As the use of non-fungible tokens (NFT) has skyrocketed within the art world, and as other industries such as media, sports and entertainment, have implemented them as revenue generators over the past year, so have automated bots that make this new revenue model less valuable for artists and companies.
These bots aren’t new though – many were originally generated from the high-end sneaker market and in recent months have permeated the blockchain. Not only do these bots deepen inequity within the marketplace but they also ultimately manipulate the prices of the resale market. In January 2021, the Yeezy ‘Sun’ drop retailed at approximately $250, but the shoes could be found on resale sites for around $600 that same day.
In September 2021, Time Magazine launched thousands of NFTs, but their launch was taken over by scalper bots, despite precautions put in place to limit the number of NFT purchases per person. This drop also resulted in inflated transaction fees on the blockchain network.
A new tool developed by researchers at Cornell Tech, led by PhD student Yan Ji and research engineer Tyler Kell, aims to enforce a one-NFT-per-person drop policy. A successful demo took place at ETH Denver this week, where attendees established unique identities to participate in a free NFT drop with prominent digital artist Zach Lieberman.
The smart contract technology tool the team developed establishes unique identities for participants to confirm they are not bots.

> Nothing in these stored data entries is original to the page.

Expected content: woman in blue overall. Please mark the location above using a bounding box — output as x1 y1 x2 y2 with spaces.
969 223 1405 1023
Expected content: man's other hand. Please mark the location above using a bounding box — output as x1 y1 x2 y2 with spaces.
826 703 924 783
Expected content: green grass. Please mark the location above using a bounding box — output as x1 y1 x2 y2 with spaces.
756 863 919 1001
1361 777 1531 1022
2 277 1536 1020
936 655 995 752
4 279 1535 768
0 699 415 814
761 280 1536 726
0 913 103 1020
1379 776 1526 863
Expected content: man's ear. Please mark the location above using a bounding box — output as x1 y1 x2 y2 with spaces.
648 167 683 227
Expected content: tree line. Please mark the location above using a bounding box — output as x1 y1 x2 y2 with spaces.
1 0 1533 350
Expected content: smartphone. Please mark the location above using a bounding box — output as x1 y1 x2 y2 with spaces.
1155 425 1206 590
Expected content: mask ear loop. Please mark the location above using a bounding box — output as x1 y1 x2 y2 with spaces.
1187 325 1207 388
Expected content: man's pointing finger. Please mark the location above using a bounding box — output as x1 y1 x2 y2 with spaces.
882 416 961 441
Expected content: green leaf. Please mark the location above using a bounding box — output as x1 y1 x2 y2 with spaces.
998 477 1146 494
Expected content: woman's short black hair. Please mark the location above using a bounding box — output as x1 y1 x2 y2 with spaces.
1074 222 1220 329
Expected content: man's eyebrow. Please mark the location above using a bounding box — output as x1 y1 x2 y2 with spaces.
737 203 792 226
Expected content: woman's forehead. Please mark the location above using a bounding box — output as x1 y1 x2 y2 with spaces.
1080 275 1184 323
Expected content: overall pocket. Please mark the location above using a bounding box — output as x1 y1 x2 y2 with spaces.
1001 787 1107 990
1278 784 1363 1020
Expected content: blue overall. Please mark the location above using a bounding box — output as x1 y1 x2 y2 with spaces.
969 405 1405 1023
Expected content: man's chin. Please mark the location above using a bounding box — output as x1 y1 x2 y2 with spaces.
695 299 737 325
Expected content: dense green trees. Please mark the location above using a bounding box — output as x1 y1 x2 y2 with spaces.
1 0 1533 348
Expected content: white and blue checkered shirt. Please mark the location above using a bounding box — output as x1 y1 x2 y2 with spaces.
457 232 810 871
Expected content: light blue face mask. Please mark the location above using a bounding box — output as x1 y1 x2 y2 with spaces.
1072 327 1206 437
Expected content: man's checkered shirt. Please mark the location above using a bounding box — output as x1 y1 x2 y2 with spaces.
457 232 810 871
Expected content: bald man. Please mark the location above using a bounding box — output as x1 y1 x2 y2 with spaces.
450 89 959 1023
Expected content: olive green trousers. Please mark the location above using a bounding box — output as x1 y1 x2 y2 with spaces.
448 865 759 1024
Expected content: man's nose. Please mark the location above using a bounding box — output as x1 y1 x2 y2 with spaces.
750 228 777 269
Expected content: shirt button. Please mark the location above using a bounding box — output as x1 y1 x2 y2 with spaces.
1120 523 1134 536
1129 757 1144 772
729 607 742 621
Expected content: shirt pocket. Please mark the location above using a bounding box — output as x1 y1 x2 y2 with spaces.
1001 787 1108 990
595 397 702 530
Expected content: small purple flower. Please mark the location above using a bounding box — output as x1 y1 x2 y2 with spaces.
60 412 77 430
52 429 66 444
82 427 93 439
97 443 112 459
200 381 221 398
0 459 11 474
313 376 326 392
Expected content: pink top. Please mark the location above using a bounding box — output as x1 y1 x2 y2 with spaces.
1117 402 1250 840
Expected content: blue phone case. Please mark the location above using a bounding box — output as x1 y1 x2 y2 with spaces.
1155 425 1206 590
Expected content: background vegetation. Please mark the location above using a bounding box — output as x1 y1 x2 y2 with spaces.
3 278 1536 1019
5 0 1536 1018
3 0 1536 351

The tool verifies legal names from trustworthy websites such as the Social Security Administration (the data is confidentially collected and processed through a trusted execution environment so that the information cannot be accessible by anyone including the developers) or alternatively by decentralized identities based on Proof of Attendance Protocol.
“NFTs were designed to democratize the future of art-buying, but for the most part, only people whose skills are technologically advanced enough have been consistently successful at acquiring these works,” said Cornell Tech research engineer Tyler Kell. “This new technique that our team developed will allow for NFT drops to be equitable and fair and ultimately improve the market overall.”
While previous attempts at preventing bots from taking over NFT drops have included a variety of solutions that allow sellers to target a specific individual including white lists, limiting unique crypto wallets and limiting the number of purchases per person. Each of these have been circumvented in different ways, as social media accounts are not strong credentials and users can purchase accounts to get on white lists.
The researchers intend to further this work by potentially developing other desirable tools and techniques such as sophisticated collector analysis and bot identification that can be used to establish a more equitable NFT market.